Wide Range of Big-Box Values Raises Concerns: The Appraisal Journal

Courts, market participants and valuation professionals have expressed widespread concern about the broad range in real estate values presented by opposing litigation experts regarding single-tenant, big-box properties, according to an article published this week in The Appraisal Journal.

The Appraisal Journal is the quarterly technical and academic publication of the Appraisal Institute, the nation’s largest professional association of real estate appraisers.
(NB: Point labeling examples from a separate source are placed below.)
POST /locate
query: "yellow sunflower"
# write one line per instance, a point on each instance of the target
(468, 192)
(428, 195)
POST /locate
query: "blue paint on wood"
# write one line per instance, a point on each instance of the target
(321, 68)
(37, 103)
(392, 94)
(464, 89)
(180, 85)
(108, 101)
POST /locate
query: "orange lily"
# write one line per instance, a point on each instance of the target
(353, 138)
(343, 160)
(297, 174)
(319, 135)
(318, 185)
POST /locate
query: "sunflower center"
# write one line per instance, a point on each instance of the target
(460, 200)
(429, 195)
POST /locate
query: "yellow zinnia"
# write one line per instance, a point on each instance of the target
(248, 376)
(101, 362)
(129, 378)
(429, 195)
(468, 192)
The materials presented in the publication represent the opinions and views of the authors and not necessarily those of the Appraisal Institute.
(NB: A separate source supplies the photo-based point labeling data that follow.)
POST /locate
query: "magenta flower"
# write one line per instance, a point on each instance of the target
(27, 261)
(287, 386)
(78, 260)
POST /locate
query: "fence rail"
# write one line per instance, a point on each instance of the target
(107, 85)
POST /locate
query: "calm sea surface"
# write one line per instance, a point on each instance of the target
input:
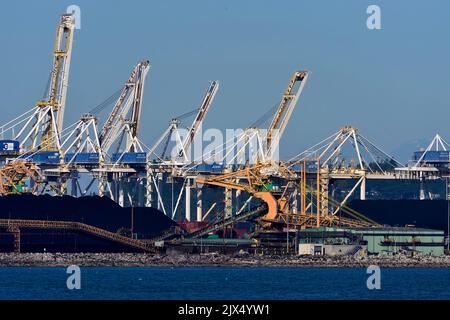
(222, 283)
An article that addresses ad valorem tax and eminent domain cases – “Valuation Methods and Dark Big-Box Theories,” by Paula K. Konikoff, JD, MAI, AI-GRS, and Leslie P. Sellers, MAI, SRA, AI-GRS – explores the collection and analysis of data that are as similar as possible to what is being appraised, including any associated leases or other financial benefits or restrictions, and the making of credible adjustments in order to develop credible opinions of value.
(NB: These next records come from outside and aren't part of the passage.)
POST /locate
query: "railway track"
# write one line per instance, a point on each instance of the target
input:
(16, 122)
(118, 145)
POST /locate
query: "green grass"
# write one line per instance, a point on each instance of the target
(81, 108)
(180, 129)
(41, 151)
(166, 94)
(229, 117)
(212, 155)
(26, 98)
The authors emphasize that courts, market participants and valuation professionals have become increasingly concerned about the wide range in value opinions. They note that although the issue is the same with regard to appraisal methods used for retail, industrial and office properties, the greatest concern is related to single-tenant retail properties, from smaller stores to large buildings housing credit tenant retailers.

Read “Valuation Methods and Dark Big-Box Theories” in the Summer 2019 issue of The Appraisal Journal.

Also in The Appraisal Journal’s Summer 2019 issue:

“Through the Looking-Glass: Debunking the ‘Dark Store’ Idiom,” by David C. Lennhoff, MAI, SRA, AI-GRS; and Richard L. Parli, MAI, discusses some of the misunderstanding around fundamental appraisal terms and methodology, such as fee simple, market value, and highest and best use in the context of big-box assignments and how this leads to divergent valuations.

“Property Rights Brought to Light: Principles and Misconceptions,” by Gary E. Heiland II, MAI, AI-GRS, explores the root of inconsistent valuation methodologies, which often is found in differing understandings and misconceptions regarding property rights.